Я не открыл глаза и сжал их так плотно, что стало стучать в висках. Попытался согнуть руки, чтобы доказать себе, что я все еще мог ими двигать, но это заставило наручники натянуться еще сильнее. Я почувствовал, как у меня в горле нарастает крик и подавил его.
Я посчитал, что в какой-то момент мне удалось вернуть немного гордости. Подумал, когда же это случилось, и понял, что, наверное, примерно в то время, когда Ринальдо взял меня на работу и дал мне причину, чтобы жить. Как бы то ни было, я не хотел обращать на себя внимания – не здесь.
На самом деле, мне просто не хотелось, чтобы кто-нибудь приходил и надоедал.
Я сплевываю, пытаясь убрать песчинки с моих губ, но это не помогает. И никогда не поможет, но заставляет хоть что-то делать – что-то, что стремиться остановить приводящее в ступор отсутствие взаимодействия с кем-либо или с чем-либо. Время не имеет никакого значения, и единственная связь, которая у меня была с кем-то, это изо дня в день слышать звуки шагов в лагере, где меня держали в глубокой, заполненной песком яме.
Я убежден,
Мои уши заполняют незнакомые звуки, затем выстрелы и стрекот лопастей вертолета. Когда я думаю, что слышу голоса на английском языке, предполагаю, что мой разум играет со мной злую шутку, но затем несколькими минутами позже голос раздается рядом со мной.

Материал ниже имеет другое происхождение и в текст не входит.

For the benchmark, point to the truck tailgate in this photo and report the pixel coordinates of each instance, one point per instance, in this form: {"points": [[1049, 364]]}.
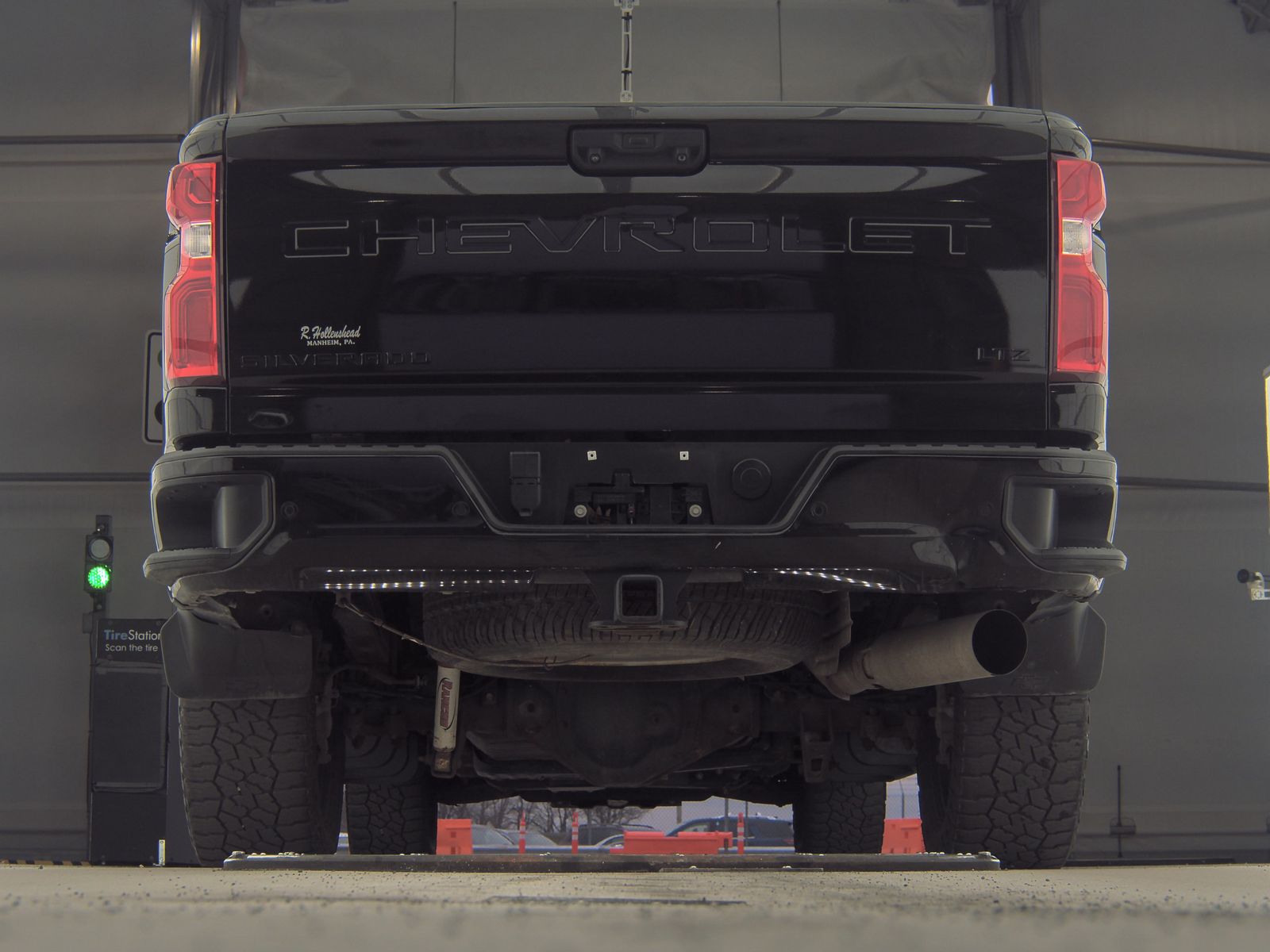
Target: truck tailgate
{"points": [[444, 271]]}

— Лейтенант? Сэр? Вы лейтенант корпуса морской пехоты?
— Что у тебя там, Смит?
— Не знаю, сэр, но он носит форму, или, по крайней мере, то, что от нее осталось.
— У него есть жетоны. Вы правы – он из морской пехоты.
Я чувствую на шее руку. Голоса надо мной становятся громче, и я стараюсь повернуть голову так, чтобы хоть что-то увидеть. Я хочу их позвать, даже если это созданные моим собственным воображением образы. Но они звучат достаточно реально, и я не имею ничего против фантазий. Это лучше, чем есть песок. Но у меня пропал голос, и не получается произнести ни слова.
— Лейтенант? Лейтенант?
— Лейтенант?
Мои глаза рефлекторно открылись, и я обнаружил, что на меня смотрит Марк Дункан.
— Ты можешь поговорить со мной?
Я сглотнул, облизал губы и опустил взгляд на затянутые на запястьях наручники. Металл нагрелся от моей кожи, что показалось мне не совсем правильным. Тут должны были быть пластиковые кабельные стяжки или, может быть, веревки, но не наручники. В горле все еще оставалось ощущение песка, и я закашлялся, пытаясь от него избавиться. Но ничего не помогло. И никогда не помогало.
— Можно снять с него наручники?
— Нет, сэр. Это не очень хорошая идея.
— Я возьму риск на себя.
Охранник неприязненно загоготал и пробормотал себе под нос:
— Ты понятия не имеешь, с кем имеешь дело?
— Что это значит?
Я смотрел то на Марка, то на охранника, стоящего у края кровати. Он был надзирателем, и, хотя я не помнил его имени, но не забыл, как он проверял, удерживая меня, чтобы наручники были хорошо и плотно затянуты на руках. Мы в какой-то момент пересеклись взглядами, и я уставился на него с напряженным, молчаливым предупреждением, пока он не отвернулся.
Даже если бы мне было насрать на то, что случилось со мной сейчас, я бы не допустил, чтобы в разговоре прозвучало имя Ринальдо. Во мне еще оставалась какая-то гордость и даже некоторая преданность, пусть это был и хреновый тип преданности.
— Извините, сэр, — сказал надзиратель Марку, — но я не могу освободить его без приказа начальника тюрьмы.
Марк глубоко вздохнул и подкатил стул на колесиках ближе к краю кровати.
— Эван?
Я закрыл глаза и попытался скрестить на груди руки, но наручники меня остановили. Через мое тело прошла дрожь, и дыхание участилось вместе со стуком сердца. Я ощутил вкус и почувствовал песок в горле.